Here’s an idea for the next installment of the Saw torture-porn series: Set it in ancient Rome, with early Christians ousted from their underground chapel and put through a myriad of sadistic deaths.
It’s a marketer’s dream. Not only can ads declare it “a true story” but in terms of casting, prominent actors who’d otherwise be above this sort of dreck might actually be attracted to playing characters they can identify with. After all, these are people who have to keep a dark secret to avoid becoming lion chowder.
What they’re hiding isn’t drug abuse, narcotics peddling, child molestation, shoplifting, drunken driving, Scientology or even egregious face-lifts, which all at one time would have exiled them to the lunch shift at Hamburger Hamlet. No, their secret is they don’t believe George W. Bush is the Antichrist or America the nexus of evil. Worse, they don’t believe in Barack Obama.
There’s a word for these people--conservative--and they dare whisper it at the risk of ridicule and career suicide.
Meet A, B, C, D, E and F, actors and writers and producers--many well known, including women and an African American--who agreed to fess up about their politics and refer me to others of like mind, only after promises of the kind of anonymity granted Deep Throat before grand-jury testimony. All say they know conservatives who lost social and professional standing after making their opinions known. Some admit it’s happened to them. And most trace their rightward shift to--which, they say, barely left a mark on Hollywood and has since produced a plethora of antiwar films in which the U.S. is adjudged the villain and the box office tanks.

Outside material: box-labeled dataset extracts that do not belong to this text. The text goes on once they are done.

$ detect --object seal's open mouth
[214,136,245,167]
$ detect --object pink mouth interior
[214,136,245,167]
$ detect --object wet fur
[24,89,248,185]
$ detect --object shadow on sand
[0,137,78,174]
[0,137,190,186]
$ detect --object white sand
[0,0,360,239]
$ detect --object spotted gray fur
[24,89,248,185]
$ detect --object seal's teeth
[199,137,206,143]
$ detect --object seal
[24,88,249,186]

“Hollywood is high school,” says A. “The above-the-line people are the populars, and what they say goes. You’re a retard for not thinking the way they do. If you keep your mouth shut, everyone’ll assume you’re one of them.”

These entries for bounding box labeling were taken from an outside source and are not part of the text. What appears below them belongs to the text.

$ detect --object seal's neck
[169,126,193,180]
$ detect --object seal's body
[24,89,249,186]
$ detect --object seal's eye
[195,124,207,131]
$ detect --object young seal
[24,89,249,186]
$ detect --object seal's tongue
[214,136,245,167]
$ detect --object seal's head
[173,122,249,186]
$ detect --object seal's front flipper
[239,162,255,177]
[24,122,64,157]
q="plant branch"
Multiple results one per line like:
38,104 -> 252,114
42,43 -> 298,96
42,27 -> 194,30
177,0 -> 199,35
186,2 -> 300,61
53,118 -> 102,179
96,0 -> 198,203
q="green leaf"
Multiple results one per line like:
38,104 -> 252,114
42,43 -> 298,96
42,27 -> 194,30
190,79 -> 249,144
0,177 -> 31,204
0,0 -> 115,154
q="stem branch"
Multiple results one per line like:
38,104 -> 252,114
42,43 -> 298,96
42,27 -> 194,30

Which drives B crazy: “Pop culture and the mainstream media are liberal, that’s the only world they know. Someone actually said to me, ‘I like you so much. How can you be conservative?’ ”

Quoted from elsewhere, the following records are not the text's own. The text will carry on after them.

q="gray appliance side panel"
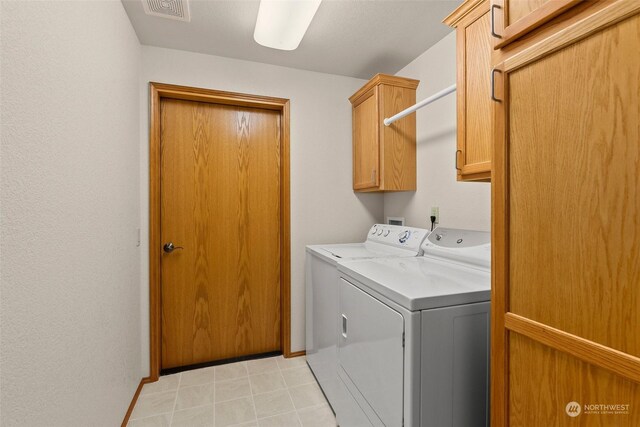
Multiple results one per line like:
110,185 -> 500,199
420,302 -> 491,427
305,252 -> 340,406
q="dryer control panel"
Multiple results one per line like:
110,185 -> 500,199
367,224 -> 429,252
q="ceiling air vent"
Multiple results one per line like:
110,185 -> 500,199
142,0 -> 191,22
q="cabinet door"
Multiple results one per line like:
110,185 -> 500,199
353,87 -> 380,190
456,3 -> 493,181
491,0 -> 640,427
491,0 -> 582,49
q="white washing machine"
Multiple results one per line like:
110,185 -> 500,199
305,224 -> 429,411
336,228 -> 491,427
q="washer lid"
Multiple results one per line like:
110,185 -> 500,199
338,257 -> 491,311
307,241 -> 417,264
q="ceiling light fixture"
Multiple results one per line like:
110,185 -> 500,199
253,0 -> 322,50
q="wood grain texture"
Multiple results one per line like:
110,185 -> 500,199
504,313 -> 640,383
149,83 -> 162,381
349,74 -> 419,192
456,1 -> 493,181
377,85 -> 416,191
491,6 -> 640,426
349,73 -> 420,105
508,333 -> 640,427
149,83 -> 291,381
161,99 -> 281,368
490,60 -> 510,427
442,0 -> 489,28
493,0 -> 583,49
504,1 -> 640,71
121,377 -> 151,427
353,90 -> 380,190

Last month while on a set, C overheard some commotion between takes%#8212;several actors “shrieking” at someone who had kinda, sorta happened to mention he kinda, sorta was thinking about voting for John McCain.
“They were like coyotes on a carcass,” says C. “And then one of them turned to another actor, ‘Can you believe it? He likes McCain. What an a--hole.’ Unfortunately, that guy said something about how he’d rather not talk politics.” Big mistake. “The first one shouted, ‘Hey, he’s voting for McCain!’ And the rest came running over to attack him, too.”
It does not go unnoticed that such intolerance for dissent seems less liberal than hypocritical and is anyway ironic given Hollywood’s ongoing love affair with anyone who opposed McCarthyism six decades ago (see George Clooney’s Good Night, and Good Luck).
Meanwhile, Sean Penn, for one, has worked steadily (including winning an Oscar) since he began calling out Bush, befriending Venezuelan dictator Hugo Chavez and equating Iran’s “corrupt regime” with America’s “corrupt regime.”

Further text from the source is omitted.